4:30 AM: the blue silhouette of mountains, the lightening blackness behind.
I’m not trying to be impersonal here, but it is a relief to talk about anything but me: that is, anything but the details of my emotional and relational life.
I believe in autobiography because I believe in the profound immensity of the single, ordinary person.
Not me in particular. The "person." But can you see the "person" without the "particular?" Perhaps not. So I try not to shy away from specificity, even if that specificity consists of slivers of a vaster, more complexly private life.
Here is a sliver:
Georg says that I need to be better at "taking care of things." "Taking care of things" tends to be shorthand for the art of housekeeping, although I can't quite define this art. I think it has to do with separating your laundry into four separate piles, has to do with cherishing linen spray and clear totes for organizing, has to do with Georg breathing a dramatic sigh of relief when we finally replace our blue towels for neon white ones which "now we can bleach," he rapturizes, "So they always look this clean." I suppose this is what it means to "take care of things."

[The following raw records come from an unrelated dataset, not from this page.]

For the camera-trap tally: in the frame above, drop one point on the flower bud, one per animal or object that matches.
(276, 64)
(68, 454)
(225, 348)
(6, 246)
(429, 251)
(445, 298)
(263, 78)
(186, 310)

I clean (constantly, it seems), but I do not "take care of things." When I take something out, I must learn to put it away immediately. This habit of allowing messes so I can rush to the next thing (making cleaning an event rather than a natural extension of using space and things) is a distortion of time, I decide. I must care for consequences, not just actions (the putting away the coat and not just wearing it). Each small block of time that has its own particular demands, (smaller than a sweeping life purpose, but more significant).
A philosophy of taking care of things. This phrase makes me smile ironically, but it also reminds me that Georg and I are together for a reason. He has taught me that when we are called to love the world, we are not meant to love it in the abstract. We are meant to love the smallest and most ordinary facts. We are meant to love neon white towels or the chaotic jumble of indoor plants. We are meant to love mugs, loose-leafed tea, and the feeling of the simplest sweater. Is it possible that the love of things is preparation for the love of people?
Avoiding objectification is much more difficult than we think. When I want Georg to change in order to better fit me, I am seeing his existence as simply peripheral to mine, as a means to meet my needs. Isn't this also objectification? If I pour tea in a mug and drink it (using it) but then wash it out gratefully, dry it carefully, put it in its designated spot in the cupboard (taking care of it), am I objectifying an object or interacting with it? To not objectify objects: not naiveté, but a higher law. A preparation for not objectifying people.
So today I will try to take care of things.